Stereoselectivity of porcine β-adrenergic receptors for ractopamine stereoisomers1,2

Abstract

Ractopamine HCl is a beta-adrenergic receptor ((betaAR) ligand approved for use in swine to enhance carcass leanness. Ractopamine is produced commercially as a mixture of four stereoisomers (RR, RS, SR, SS). In order to determine which stereoisomers are active in the pig and whether they exhibit betaAR subtype selectivity, receptor affinity and adenylyl cyclase activation were determined using cloned porcine beta1- and beta2AR expressed in Chinese hamster ovary (CHO) cells. Dissociation constants (Kd) were determined by competitive displacement of [125I]iodocyanopindolol binding by ractopamine stereoisomers. The RR isomer had the highest affinity for both beta1- and betaAR (Kd of 29 and 26 nM, respectively). Dissociation constants for the other stereoisomers were higher (RS = 463 and 78 nM, SR = 3,230 and 831 nM, SS = 16,600 and 3,530 nM for the beta1- and beta2AR, respectively) relative to the RR stereoisomer. Isoproterenol stimulated adenylyl cyclase activity 600% relative to basal rates in CHO cells, regardless of betaAR subtype. Ractopamine stereoisomers did not significantly (P > 0.05) stimulate adenylyl cyclase through the beta1AR at moderate (near Kd) or high (10(-4) M) concentrations.
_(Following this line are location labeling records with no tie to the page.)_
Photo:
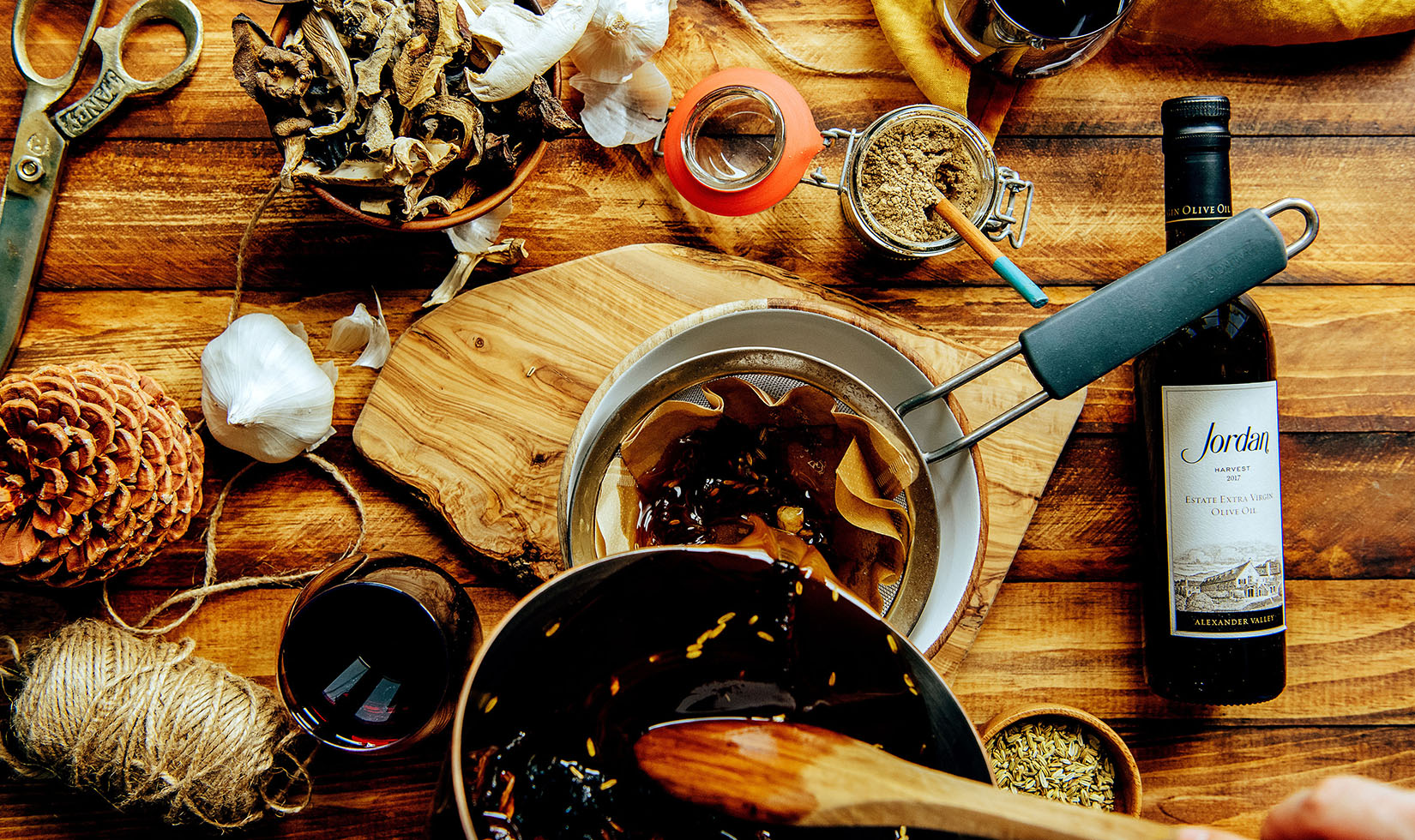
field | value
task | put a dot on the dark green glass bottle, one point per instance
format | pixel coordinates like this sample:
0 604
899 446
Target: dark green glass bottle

In contrast, the RR isomer increased adenylyl cyclase activity 200 to 300% relative to basal rates through the beta2AR at moderate and hiconcentrations; the SR stereoisomer increased adenylyl cyclase activity nearly 100%. Neither the RS nor SS stereoisomers were effective in activating adenylyl cyclase activity through the beta2AR. A pattern of stereoselective activation similar to that for adenylyl cyclase also was exhibited for lipolysis using porcine adipocytes. The RR stereoisomer was equal to isoproterenol in stimulating lipolysis, whereas the SR isomer was 50% as effective; the RS and SR stereoisomers did not stimulate lipolysis in porcine adipocytes. The porcine betaAR exhibited stereoselectivity toward ractopamine stereoisomers with the RR isomer exhibiting the highest affinity for the (beta1- and beta2AR. In contrast, ractopamine stereoisomers seemed to be more effective at eliciting adenosine cyclic 3',5'-phosphate responses from beta2AR than beta1AR. The RR isomer ilikely the functional stereoisomer of ractopamine, but its effectiveness may be compromised by the presence of competing isomers, in particular the RS stereoisomer.